NR catalyzes the rate-limiting step in the assimilation of nitrate and eukaryotic NRs have a well-conserved domain structure (reviewed in Campbell 1999). However in our analyses, the deeper nodes in the phylogeny were not resolved and thus the evolutionary history of NR genes in prasinophytes is currently unresolved.

Nitrogen Assimilatory Pathways in Prasinophytes

While the major pathways for assimilating inorganic nitrogen into organic molecules are conserved among photosynthetic eukaryotes, this study demonstrates the chimeric nature of the nitrate assimilatory pathway in Micromonas and Ostreococcus, summarized in Fig. 7. Genes encoding ammonium transporters in Micromonas and Ostreococcus evolved via prokaryotic-to-eukaryotic and eukaryotic-to-eukaryotic gene transfer events (McDonald et al. 2010). Our phylogenetic analyses suggest that genes encoding GSIII arose in the prasinophytes through eukaryotic-to-eukaryotic HGT. Genes encoding other Fd-NiR and GSIIE enzymes in the prasinophytes appear to have evolved via vertical transmission and in the case of Fd-NiR, following endosymbiotic acquisition.

Fig. 7
figure 7

Diagram summarizing the diversity and predicted evolutionary history of key nitrogen-assimilating enzymes in chlorophytes. The results from the phylogenetic analyses presented in the text are summarized. As discussed in the text, enzymes shown as chloroplast localized may also be targeted to the mitochondria. The distribution of NRTs and AMTs are based on data presented by McDonald et al. (2010)

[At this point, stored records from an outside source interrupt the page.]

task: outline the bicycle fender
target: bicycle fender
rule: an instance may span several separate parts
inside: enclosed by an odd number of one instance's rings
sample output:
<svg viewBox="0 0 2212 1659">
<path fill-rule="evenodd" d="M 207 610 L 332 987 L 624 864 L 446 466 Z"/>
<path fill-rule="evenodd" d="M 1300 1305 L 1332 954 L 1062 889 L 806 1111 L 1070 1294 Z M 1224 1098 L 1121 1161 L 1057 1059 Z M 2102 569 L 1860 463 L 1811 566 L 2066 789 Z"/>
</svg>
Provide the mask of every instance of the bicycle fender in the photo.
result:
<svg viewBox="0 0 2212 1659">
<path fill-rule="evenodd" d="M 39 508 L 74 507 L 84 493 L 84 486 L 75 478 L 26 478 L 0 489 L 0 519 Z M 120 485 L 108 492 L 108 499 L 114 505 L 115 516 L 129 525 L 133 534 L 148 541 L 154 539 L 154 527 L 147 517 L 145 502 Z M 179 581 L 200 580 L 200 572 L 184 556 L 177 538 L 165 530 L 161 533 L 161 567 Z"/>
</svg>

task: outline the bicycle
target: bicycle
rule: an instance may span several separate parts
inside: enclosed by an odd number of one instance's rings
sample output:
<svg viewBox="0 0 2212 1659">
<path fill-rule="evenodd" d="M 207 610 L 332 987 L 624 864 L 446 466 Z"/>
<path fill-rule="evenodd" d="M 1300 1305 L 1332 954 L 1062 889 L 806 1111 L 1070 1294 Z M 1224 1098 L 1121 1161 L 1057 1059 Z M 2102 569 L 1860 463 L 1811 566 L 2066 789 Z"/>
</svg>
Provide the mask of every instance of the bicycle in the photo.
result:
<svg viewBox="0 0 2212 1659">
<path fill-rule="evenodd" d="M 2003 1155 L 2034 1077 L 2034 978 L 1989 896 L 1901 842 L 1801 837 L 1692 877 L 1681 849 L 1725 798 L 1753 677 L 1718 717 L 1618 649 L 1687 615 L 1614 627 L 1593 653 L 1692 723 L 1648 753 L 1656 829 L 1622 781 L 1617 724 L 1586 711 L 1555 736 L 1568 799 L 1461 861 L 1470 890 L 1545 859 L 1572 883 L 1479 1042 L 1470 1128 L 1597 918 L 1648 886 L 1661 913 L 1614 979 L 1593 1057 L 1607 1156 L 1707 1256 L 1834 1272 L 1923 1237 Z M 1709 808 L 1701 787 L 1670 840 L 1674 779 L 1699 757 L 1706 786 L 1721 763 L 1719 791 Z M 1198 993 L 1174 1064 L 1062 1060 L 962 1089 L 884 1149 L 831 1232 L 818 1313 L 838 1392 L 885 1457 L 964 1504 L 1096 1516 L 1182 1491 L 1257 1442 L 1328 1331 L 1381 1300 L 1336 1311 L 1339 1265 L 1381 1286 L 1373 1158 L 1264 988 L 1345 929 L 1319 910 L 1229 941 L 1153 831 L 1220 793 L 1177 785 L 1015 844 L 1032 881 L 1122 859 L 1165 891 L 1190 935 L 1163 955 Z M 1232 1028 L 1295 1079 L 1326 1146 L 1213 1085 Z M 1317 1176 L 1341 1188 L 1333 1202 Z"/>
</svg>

The incorporation of horizontally transferred genes into genomes would require the evolution of the mechanisms that regulate gene expression and enzyme activity, suggesting that the regulation of nitrogen assimilation in the prasinophytes is likely to differ from other lineages of green algae. In addition, the number of nitrate and ammonium transporters (McDonald et al. 2010) and the number and cellular distribution of GS isoenzymes varies among the prasinophytes, suggesting there will be physiological and regulatory differences in nitrogen assimilation within this group of early diverging green algae (Fig. 7).

The Prasinophytes are one of the most abundant groups of marine photosynthetic eukaryotes (Not et al. 2005; Worden et al. 2009). In photosynthetic eukaryotes assimilation of inorganic nitrogen into organic molecules is a key factor regulating population growth and primary productivity. The mixed evolutionary history uncovered for key nitrogen-assimilating enzymes and transporters in the prasinophytes indicates the capacity of these organisms to acquire and maintain genes from disparate sources. This capacity may promote evolutionary innovation of physiological processes. Future studies examining the regulation of gene expression and enzyme activity may provide insight as to how genes from different evolutionary lineages can be integrated into highly regulated and coordinated metabolic pathways.